Re: AMD/ATI Commits to open source drivers
AMD has always been OSS friendly. One of the first things that came into my head when I heard that AMD was buying ATI was that perhaps AMD might do the right thing by moving ATI to an open specs/source model once the merger had happened. Now we are seeing that perhaps this might actually happen.
AMD has had very good support for and from the Linux community over the years and has also had a good working relationship with the Linux kernel team. Intel has also had a good relationship with the kernel AND x.org teams. The natural question is who does AMD view as their main competitor, Intel or nVidia, and does this play into how they will handle the closed vs. open approach with regard to the GPU drivers and specs? My gut tells me that they view Intel as their main competitor and that they will eventually go open source/specs like Intel. The advantage that AMD/ATI have is that their graphics hardware is far more powerful than anything that Intel has available and if they do go the open specs/source route they will have a significant advantage over both Intel (because of having better hardware) and nVidia (because of the better relationship with the community) in the OSS market segment.

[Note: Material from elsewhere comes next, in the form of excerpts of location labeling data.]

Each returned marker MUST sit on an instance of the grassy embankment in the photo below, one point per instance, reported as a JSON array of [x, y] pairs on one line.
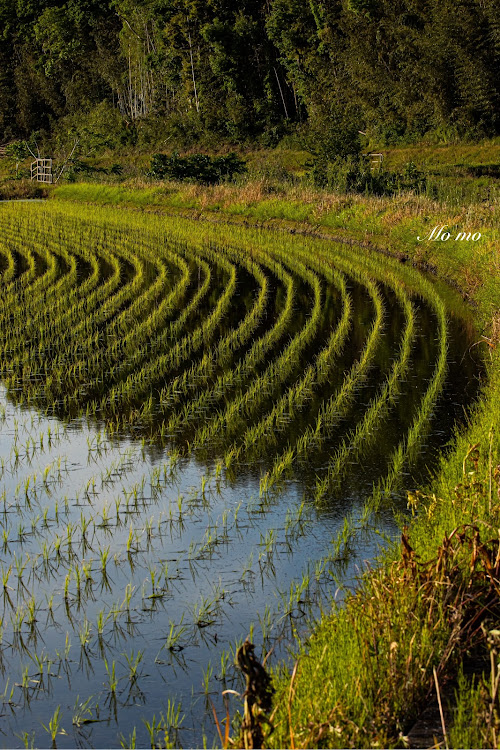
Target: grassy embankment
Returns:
[[423, 619]]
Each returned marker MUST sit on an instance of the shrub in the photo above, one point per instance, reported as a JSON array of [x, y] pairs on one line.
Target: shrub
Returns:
[[198, 167], [354, 174]]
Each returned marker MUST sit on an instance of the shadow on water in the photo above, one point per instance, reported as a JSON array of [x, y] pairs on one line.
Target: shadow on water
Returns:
[[129, 549]]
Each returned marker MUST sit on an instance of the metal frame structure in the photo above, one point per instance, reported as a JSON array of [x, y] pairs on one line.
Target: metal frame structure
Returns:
[[41, 170]]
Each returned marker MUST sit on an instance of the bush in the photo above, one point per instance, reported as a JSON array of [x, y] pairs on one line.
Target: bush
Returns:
[[354, 175], [198, 167]]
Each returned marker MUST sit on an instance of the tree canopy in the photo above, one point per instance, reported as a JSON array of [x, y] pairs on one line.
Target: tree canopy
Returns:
[[251, 69]]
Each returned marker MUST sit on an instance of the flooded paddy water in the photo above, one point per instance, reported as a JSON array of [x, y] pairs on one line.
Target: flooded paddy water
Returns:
[[191, 429]]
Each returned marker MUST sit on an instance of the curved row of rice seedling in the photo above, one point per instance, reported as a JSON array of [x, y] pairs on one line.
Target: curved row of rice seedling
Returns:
[[227, 424], [139, 382], [364, 433], [134, 358], [335, 407], [260, 436], [407, 450], [224, 349], [233, 378]]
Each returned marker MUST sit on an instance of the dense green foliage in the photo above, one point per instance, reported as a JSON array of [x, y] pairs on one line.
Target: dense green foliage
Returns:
[[199, 168], [115, 72]]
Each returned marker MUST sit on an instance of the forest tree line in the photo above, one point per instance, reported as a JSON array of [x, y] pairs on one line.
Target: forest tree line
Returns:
[[252, 69]]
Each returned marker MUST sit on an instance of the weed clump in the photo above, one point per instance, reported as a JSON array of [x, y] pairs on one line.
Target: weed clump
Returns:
[[207, 170]]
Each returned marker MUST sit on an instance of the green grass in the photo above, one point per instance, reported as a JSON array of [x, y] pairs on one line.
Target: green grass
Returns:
[[368, 669]]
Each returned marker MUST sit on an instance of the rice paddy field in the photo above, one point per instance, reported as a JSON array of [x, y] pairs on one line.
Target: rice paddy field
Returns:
[[205, 430]]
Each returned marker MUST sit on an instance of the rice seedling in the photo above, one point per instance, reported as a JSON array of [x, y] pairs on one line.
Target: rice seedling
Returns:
[[171, 394]]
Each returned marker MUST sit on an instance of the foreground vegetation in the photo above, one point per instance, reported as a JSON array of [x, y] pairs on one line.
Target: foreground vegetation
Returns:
[[425, 622]]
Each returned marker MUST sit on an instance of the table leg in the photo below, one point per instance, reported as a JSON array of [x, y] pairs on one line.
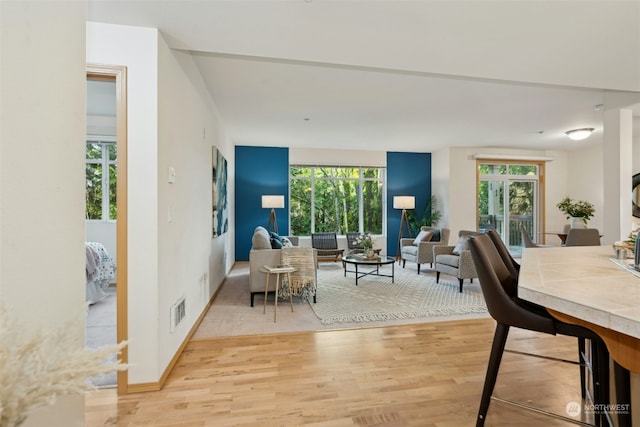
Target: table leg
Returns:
[[356, 274], [290, 291], [275, 298], [266, 290], [392, 272]]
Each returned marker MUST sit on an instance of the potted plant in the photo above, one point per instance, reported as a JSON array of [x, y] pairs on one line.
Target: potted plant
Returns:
[[580, 210], [366, 241]]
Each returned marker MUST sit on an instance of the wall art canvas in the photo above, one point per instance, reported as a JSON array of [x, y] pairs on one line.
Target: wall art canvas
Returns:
[[220, 209]]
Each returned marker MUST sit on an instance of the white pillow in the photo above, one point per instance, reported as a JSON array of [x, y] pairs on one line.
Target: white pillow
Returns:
[[462, 245], [424, 236]]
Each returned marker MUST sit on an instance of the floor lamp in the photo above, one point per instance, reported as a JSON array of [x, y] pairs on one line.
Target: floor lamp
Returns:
[[274, 202], [404, 203]]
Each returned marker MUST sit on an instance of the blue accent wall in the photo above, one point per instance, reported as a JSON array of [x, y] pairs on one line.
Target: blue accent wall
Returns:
[[258, 171], [408, 174]]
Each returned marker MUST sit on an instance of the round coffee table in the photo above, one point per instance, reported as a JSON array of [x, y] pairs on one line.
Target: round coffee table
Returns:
[[360, 260]]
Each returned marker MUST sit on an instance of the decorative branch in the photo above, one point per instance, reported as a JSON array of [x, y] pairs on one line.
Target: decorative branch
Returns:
[[37, 366]]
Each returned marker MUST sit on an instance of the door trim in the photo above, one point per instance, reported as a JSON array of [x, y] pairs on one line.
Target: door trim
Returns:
[[119, 74]]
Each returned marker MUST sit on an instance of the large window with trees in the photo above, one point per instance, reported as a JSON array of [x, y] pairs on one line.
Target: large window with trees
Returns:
[[509, 194], [340, 199], [101, 180]]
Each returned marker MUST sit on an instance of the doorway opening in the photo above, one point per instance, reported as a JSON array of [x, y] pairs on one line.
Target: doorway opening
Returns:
[[106, 193]]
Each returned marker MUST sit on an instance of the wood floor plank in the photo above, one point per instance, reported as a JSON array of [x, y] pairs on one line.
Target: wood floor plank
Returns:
[[423, 375]]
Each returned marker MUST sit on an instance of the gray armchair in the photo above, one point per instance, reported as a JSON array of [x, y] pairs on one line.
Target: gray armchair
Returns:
[[455, 260], [423, 252]]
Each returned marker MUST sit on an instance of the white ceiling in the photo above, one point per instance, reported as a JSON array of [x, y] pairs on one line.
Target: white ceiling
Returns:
[[386, 75]]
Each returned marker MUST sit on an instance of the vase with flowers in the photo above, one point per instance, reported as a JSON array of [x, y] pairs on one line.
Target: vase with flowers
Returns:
[[366, 241], [578, 211]]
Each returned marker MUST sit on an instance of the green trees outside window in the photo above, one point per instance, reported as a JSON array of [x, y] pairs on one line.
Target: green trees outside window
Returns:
[[340, 199], [100, 185]]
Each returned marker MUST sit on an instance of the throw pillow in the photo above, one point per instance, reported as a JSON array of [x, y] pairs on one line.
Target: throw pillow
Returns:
[[424, 236], [276, 240], [261, 239], [462, 245], [276, 244]]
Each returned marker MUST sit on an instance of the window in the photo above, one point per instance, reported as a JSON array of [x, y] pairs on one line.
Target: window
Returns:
[[101, 180], [509, 194], [340, 199]]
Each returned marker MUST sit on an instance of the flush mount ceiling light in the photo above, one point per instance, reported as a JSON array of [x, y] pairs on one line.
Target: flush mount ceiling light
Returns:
[[579, 134]]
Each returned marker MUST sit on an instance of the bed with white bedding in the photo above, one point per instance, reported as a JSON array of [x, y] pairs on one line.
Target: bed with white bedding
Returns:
[[101, 271]]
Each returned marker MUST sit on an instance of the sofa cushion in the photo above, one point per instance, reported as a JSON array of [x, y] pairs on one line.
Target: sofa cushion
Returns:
[[462, 245], [261, 239], [411, 250], [287, 243], [276, 240], [424, 236], [452, 260]]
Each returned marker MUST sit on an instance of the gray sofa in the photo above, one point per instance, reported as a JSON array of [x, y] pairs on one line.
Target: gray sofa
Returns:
[[262, 254]]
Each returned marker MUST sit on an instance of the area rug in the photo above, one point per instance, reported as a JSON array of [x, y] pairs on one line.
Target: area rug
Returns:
[[375, 298]]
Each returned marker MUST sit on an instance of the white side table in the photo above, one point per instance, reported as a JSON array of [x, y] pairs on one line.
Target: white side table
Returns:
[[277, 271]]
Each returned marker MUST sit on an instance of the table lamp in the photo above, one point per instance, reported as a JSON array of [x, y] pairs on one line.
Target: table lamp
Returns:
[[273, 202], [404, 203]]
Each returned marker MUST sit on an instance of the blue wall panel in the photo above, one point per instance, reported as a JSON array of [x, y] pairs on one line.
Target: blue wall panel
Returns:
[[408, 174], [258, 171]]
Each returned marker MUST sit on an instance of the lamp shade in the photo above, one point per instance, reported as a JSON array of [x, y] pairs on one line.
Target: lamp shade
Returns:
[[272, 201], [579, 134], [404, 202]]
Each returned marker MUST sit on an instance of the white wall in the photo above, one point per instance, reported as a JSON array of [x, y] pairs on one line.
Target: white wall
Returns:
[[42, 255], [137, 48], [188, 124], [172, 121]]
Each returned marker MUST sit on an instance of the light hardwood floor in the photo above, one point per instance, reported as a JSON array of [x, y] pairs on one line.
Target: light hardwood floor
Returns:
[[428, 374]]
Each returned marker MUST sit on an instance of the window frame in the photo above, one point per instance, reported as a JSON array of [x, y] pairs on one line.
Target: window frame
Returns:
[[105, 142], [360, 179]]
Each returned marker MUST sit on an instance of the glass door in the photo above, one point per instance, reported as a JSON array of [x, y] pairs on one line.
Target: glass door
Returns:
[[508, 195]]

I have worked with another set of hardware vendors that make color measurement equipment and were competitors in their field. One of these also had a tradition, like AMD and Intel, of providing specifications that would allow OSS projects to interface to their devices. The other company had also done this in the past but had stopped doing this a few years ago and only offered closed source interface libraries. In addition, those libraries were only offered to the public for Windows and the Mac even though they had linux versions in house. About a year ago they merged and late last year dropped support for all of the devices that had open specs and basically became a closed source/specs shop. Their sales people were very surprised when I and other folks working in the application space that used these devices reacted negatively to the news of this change in company policy and they appear to be rethinking this at this time.
What most of us don't seem to realize is that the market share for Linux end user machines (non-server) has grown significantly over the last few years. In fact the installed base of end user (non-server) Linux machines was the same size as the Mac installed base in Dec of 2004 at about 2.8% of the installed base and was growing at a faster pace than the Mac user base. Projections at that time were that this would grow to 6% by the end of 2006 and 10% by 2010. My point being that many think that Linux on the desktop is a less than 1% market share sort of thing when in fact there are now more end user Linux boxes then there are Macs by a considerable margin. In spite of this all of these hardware vendors supply high quality Mac drivers but fail miserably when it comes to Linux. Seems kind of screwed up to me.
In any case I am optimistic that AMD actually understands this and that in the long run they will do the right thing and open up their GPU code and specs. Since this can only help them in the long run.